'The AFL-NFL World Championship Game' doesn't exactly roll off the tongue, so it's just as well Lamar Hunt introduced 'Super Bowl' into the sporting lexicon to describe the showpiece of the NFL season.
The Kansas City Chiefs owner and sports impresario told NFL Commissioner Pete Rozelle that it was a name "which obviously can be improved upon", but by Super Bowl III in 1969 it had been officially embraced.
Hunt's Super Bowl suggestion stemmed from his children's fondness for a toy known as a Super Ball.
Super Bowl LVI - Hunt was also the man behind the adoption of Roman numerals - returns to the city which staged the first NFL decider in 1966, with SoFi Stadium in Los Angeles the venue.
It took 54 years for a team to enjoy home advantage in a Super Bowl, but we've now had two in back-to-back years.
Home advantage has eroded since Covid and it's a trend that's continued even with the return of fans.
The A-listers and the event junkies will descend from the Hollywood Hills for the big game, but for its size LA isn't a sports town in the way Cincinnati is.
The Bengals fans will be there in numbers as they bid to win a first Super Bowl and they're likely to be the louder fanbase from what, for any other game, you might refer to as the cheap seats.
Team owner Mike Brown won't be in the cheap seats, but arguably deserves to be given his legendary parsimonious approach to handling the franchise.
The Bengals are the road team, but they're nominally the home team as the designation alternates between conferences for each Super Bowl.
The NFL prides itself on the level of competitive fare served up each season that the draft system is designed to provide. This year has felt like a particularly open one. Any of the eight teams from the divisional round could have made it here, with walkoff field goals deciding three of the games, while the fourth was only won in overtime.
The conference games proved just as tight. The Rams are 4.5-point favourites, but it's easy to envisage yet another coin-flip finish in the fourth quarter.

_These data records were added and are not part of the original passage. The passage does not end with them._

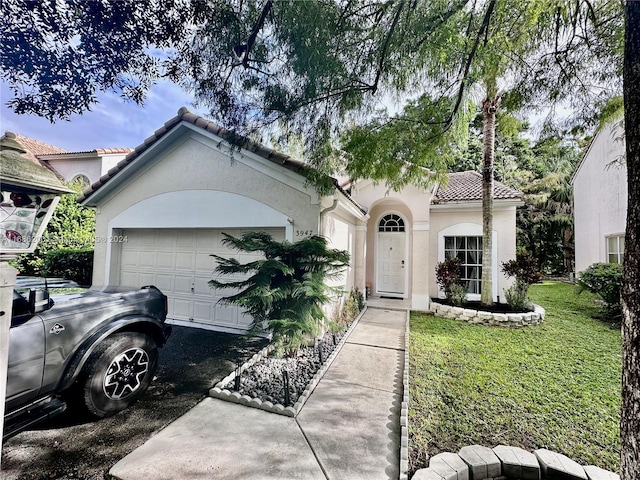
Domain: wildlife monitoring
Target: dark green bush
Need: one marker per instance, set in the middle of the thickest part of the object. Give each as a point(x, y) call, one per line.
point(605, 280)
point(76, 265)
point(448, 274)
point(285, 290)
point(523, 268)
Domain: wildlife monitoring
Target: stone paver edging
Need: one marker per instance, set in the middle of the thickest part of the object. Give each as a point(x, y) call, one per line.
point(488, 318)
point(221, 391)
point(479, 463)
point(404, 409)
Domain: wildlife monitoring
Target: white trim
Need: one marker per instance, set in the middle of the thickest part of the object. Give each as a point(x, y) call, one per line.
point(407, 253)
point(469, 230)
point(498, 204)
point(167, 211)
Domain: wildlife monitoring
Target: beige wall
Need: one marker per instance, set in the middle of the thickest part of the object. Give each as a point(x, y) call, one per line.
point(504, 227)
point(192, 168)
point(600, 197)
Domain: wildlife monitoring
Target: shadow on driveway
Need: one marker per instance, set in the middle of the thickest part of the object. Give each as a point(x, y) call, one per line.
point(73, 447)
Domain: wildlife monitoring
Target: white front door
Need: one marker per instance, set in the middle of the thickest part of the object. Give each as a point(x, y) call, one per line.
point(391, 263)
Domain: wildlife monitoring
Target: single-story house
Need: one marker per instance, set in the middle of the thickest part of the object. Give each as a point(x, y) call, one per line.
point(600, 199)
point(161, 212)
point(87, 166)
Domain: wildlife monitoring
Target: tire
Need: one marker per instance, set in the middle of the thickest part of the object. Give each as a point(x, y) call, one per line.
point(117, 373)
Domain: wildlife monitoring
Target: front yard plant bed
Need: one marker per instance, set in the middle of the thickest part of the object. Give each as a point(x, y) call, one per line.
point(555, 386)
point(262, 378)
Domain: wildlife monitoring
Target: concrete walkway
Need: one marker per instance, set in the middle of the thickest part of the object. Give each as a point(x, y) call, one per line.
point(348, 429)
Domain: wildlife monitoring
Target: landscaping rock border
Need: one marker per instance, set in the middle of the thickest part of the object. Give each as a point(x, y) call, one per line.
point(221, 391)
point(404, 409)
point(488, 318)
point(479, 463)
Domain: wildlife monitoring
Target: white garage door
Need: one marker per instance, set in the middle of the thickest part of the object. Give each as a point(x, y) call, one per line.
point(179, 262)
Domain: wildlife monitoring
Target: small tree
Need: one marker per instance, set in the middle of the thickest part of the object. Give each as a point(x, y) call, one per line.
point(284, 292)
point(526, 273)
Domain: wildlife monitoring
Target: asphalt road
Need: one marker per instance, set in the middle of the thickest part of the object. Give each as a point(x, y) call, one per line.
point(70, 447)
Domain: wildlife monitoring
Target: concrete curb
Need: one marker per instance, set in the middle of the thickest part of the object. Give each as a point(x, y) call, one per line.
point(480, 463)
point(404, 412)
point(221, 392)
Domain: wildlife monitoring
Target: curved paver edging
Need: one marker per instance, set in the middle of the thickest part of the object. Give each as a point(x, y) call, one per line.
point(404, 409)
point(488, 318)
point(479, 463)
point(220, 391)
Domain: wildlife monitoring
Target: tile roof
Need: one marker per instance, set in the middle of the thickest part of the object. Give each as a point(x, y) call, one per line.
point(99, 151)
point(185, 115)
point(467, 186)
point(36, 147)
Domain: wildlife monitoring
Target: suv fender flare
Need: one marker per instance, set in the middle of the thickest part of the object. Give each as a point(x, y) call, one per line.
point(151, 326)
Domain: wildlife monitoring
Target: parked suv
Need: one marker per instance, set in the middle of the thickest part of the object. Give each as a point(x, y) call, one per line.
point(96, 351)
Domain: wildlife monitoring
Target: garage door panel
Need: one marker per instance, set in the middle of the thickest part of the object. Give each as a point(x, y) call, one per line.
point(129, 279)
point(179, 262)
point(146, 279)
point(164, 282)
point(205, 262)
point(148, 259)
point(165, 260)
point(184, 261)
point(228, 315)
point(202, 287)
point(129, 259)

The Rams have been shorn of offensive lineman Joe Noteboom and tight end Tyler Higbee, with the latter a noticeable absentee.
The Bengals have pretty much a clean bill of health and CJ Uzomah is expected to suit up and play despite his status as questionable.

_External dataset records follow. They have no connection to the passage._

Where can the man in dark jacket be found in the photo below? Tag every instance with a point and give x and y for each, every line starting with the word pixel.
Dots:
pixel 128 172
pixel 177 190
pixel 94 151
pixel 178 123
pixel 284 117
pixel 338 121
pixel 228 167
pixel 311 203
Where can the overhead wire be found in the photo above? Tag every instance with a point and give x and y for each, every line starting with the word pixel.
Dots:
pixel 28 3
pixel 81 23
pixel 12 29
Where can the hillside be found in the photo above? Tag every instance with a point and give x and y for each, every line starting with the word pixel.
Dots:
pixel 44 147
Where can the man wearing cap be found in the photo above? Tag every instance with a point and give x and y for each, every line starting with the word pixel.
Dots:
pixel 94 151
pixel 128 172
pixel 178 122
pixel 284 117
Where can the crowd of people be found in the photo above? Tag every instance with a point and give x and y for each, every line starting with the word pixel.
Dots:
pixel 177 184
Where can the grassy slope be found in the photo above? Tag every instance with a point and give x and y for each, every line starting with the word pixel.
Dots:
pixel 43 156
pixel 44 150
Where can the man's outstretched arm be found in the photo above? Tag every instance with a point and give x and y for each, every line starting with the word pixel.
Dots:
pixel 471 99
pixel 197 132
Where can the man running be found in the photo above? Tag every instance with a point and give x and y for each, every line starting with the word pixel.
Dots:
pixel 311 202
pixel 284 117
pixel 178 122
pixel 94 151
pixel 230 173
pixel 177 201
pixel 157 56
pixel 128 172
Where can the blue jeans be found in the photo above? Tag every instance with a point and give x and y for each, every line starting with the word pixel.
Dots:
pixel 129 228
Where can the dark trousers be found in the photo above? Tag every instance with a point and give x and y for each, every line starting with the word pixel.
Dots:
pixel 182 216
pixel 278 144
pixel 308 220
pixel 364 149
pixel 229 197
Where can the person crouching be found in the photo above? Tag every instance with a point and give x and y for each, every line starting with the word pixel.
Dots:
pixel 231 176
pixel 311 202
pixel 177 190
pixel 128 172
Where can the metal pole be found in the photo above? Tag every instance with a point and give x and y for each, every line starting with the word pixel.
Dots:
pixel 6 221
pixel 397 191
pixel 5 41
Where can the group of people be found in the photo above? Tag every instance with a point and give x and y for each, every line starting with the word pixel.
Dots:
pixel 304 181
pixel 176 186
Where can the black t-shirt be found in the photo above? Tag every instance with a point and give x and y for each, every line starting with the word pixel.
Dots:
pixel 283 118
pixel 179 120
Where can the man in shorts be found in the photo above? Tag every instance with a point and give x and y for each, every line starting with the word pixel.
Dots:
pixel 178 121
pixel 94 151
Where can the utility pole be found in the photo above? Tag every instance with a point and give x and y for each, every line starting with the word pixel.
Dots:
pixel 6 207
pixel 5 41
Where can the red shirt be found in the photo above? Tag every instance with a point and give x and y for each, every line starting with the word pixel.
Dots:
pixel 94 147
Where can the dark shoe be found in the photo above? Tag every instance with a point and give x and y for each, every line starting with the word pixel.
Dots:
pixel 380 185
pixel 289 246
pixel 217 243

Aaron Donald's pump-up speech to himself before Super Bowl LIII will get you fired up. 💯 @AaronDonald97
— NFL (@NFL) February 8, 2022
📺: #SBLVI -- Sunday 6:30pm ET on NBC
📱: NFL app
(via @NFLFilms)pic.twitter.com/vig23oBqQY
The understandable view that the Rams are a bad match-up for the Bengals can be summed up in two words: Aaron Donald. The three-time Defensive Player of the Year could feast on the Bengals' awful offensive line.
Quarterback Joe Burrow was sacked a league-high 51 times during the regular season and nine times by the Tennessee Titans in the divisional round. Just remaining vertical could prove a challenge for the Bengals signal caller.

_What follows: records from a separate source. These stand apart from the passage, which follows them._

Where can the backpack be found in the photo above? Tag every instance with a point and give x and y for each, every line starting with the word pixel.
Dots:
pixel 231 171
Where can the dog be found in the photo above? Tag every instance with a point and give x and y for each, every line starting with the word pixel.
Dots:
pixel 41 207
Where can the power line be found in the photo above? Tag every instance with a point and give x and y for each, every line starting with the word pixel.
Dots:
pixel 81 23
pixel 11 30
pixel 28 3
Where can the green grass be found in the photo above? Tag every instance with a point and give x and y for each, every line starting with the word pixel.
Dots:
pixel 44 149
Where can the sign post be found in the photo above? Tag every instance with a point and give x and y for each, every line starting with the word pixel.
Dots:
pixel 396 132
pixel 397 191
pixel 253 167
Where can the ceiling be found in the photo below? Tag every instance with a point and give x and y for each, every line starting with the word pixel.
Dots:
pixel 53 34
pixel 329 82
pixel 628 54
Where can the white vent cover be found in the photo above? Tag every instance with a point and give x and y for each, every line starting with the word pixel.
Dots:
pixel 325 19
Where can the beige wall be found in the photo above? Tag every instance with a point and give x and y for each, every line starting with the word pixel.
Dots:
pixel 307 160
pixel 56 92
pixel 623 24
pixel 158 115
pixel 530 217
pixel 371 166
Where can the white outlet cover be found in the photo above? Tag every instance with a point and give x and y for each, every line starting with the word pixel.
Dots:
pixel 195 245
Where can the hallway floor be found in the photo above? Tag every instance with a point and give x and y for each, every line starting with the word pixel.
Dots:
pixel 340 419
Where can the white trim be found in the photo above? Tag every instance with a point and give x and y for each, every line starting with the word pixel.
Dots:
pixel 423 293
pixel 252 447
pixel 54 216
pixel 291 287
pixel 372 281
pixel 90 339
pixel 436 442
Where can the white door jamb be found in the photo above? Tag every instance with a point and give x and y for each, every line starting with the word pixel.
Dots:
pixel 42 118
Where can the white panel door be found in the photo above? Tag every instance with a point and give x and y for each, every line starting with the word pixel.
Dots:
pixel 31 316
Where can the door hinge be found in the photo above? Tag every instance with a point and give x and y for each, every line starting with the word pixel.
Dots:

However, that Titans encounter is likely to have informed the coaching staff's approach to the showdown with the Rams. The personnel at the Bengals disposal in the offensive line may be limited, but good coaching should help negate some of the talent edge that the Rams enjoy in this area.
Bengals coach Zac Taylor worked under Sean McVay at the Rams from 2017 to 2018. It's now a very different roster, but Taylor has an expert understanding of his opposite number's strengths and weaknesses.
On the topic of rosters, there's a stark contrast in how the Rams and the Bengals have gone about building their teams.
The Rams are a win-right-now outfit, which has favoured making trades and acquisitions, while the Bengals have gone down the draft route. They're the youngest team to reach a Super Bowl and remain a work in progress, but one with huge potential.
The odds imply the Bengals have just under a 35% chance of pulling off an upset, despite accounting for opposition in the play-offs that has looked stronger than the Rams faced.
Underdogs have overperformed in recent Super Bowls, but one of the interesting features concern the handicap line, or what is referred to stateside as 'the spread'.
When the outsider covers the spread, they've generally won the game, while the favourites have often recorded blowout wins in their victories.
A repeat of either of those two distinct trends looks probable given concerns over the Bengals pass protection.
The Bengals can shade this one, but only if they've heeded the lessons from the win over the Titans.